The 7.9 magnitude earthquake centered in southwestern China killed and injured thousands, and left hundreds of thousands homeless throughout the region. Among those stranded in the temblor’s wake were hundreds of Americans living in and visiting the area. The American Embassy in Beijing and the American Consulate General in Chengdu (50 miles from the epicenter) sprang into action immediately to protect and aid American citizens caught in the earthquake’s destruction, and reassure worried family members in the U.S. that their loved ones were safe.
As news of the temblor spread back to the United States, the Department, the Embassy and Consulate General Chengdu fielded phone calls from friends and family of travelers known to be in China.
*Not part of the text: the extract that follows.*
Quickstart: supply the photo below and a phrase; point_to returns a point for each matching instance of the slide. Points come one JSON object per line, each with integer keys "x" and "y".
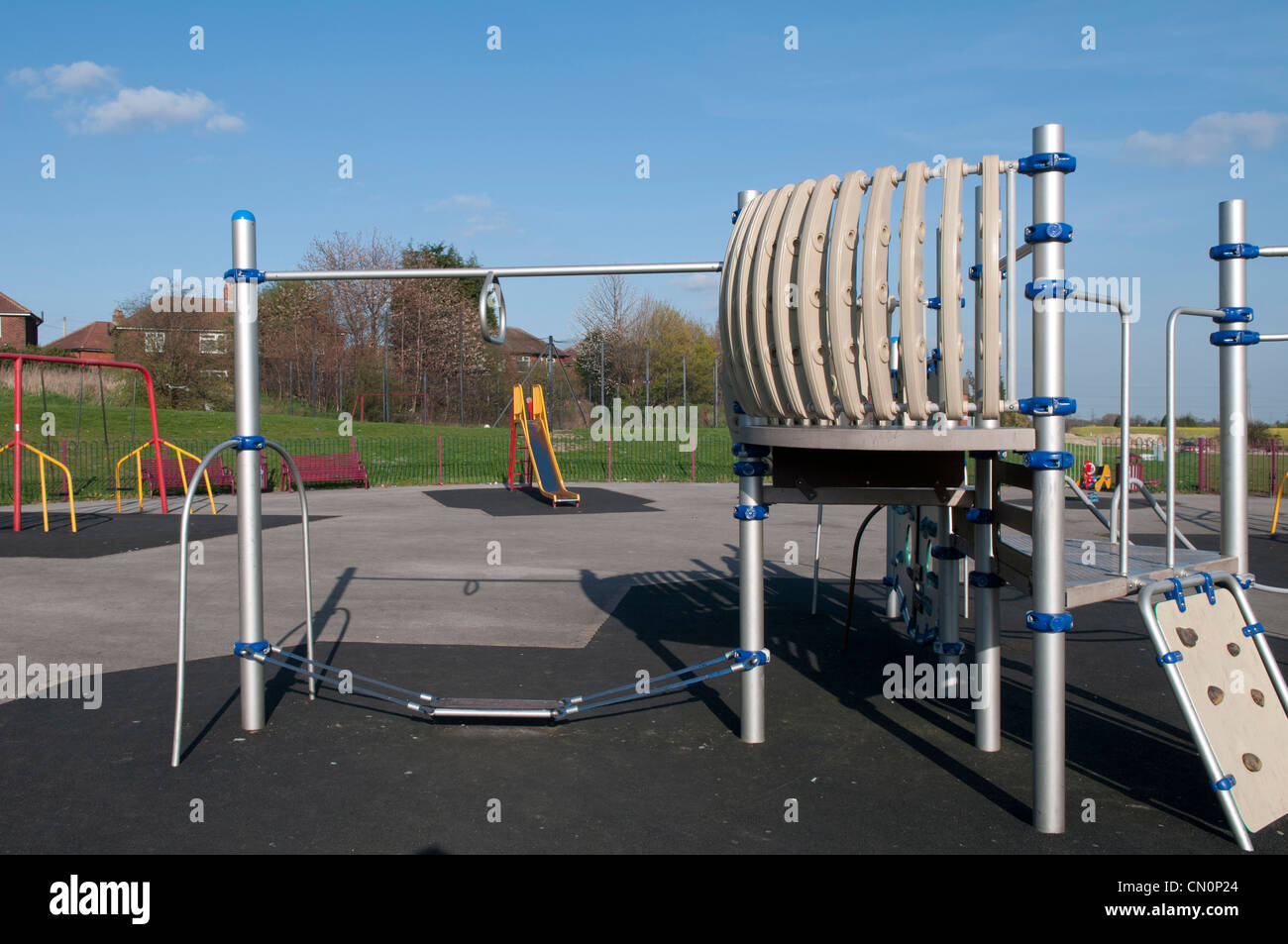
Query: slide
{"x": 536, "y": 434}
Posts, with help from the Department, reviewed the records of Americans who had registered their trips to the region. With this valuable information about who they were looking for, our officers in China set out to bring our citizens to safety.
Our rescue teams traveled far into affected areas, but dangerous travel conditions kept them from reaching the epicenter. Despite the dangers, and loss of power and communications throughout the area, the teams located all known Americans in the region, all safe and sound except for one who reported a minor injury. In the effort to find one of the last missing Americans, who was stranded in mountains near the epicenter, consular staff worked tirelessly with Chinese authorities. They were unable even to contact him until the American called consulate authorities on a satellite phone that the Chinese government included in relief supplies that they airlifted to the isolated region. By phone, the American assured our consular team that he was all right and could safely remain until helicopters could evacuate him.
Along the way the consular teams helped Chinese refugees whom they encountered, sowing goodwill through humanitarian assistance at a grassroots level. During a rest break near Mianyang, the team came across Chinese refugees whose farming village had been destroyed. To tide them over until relief supplies reached them, team members left the villagers cases of water and gave them money from their pockets.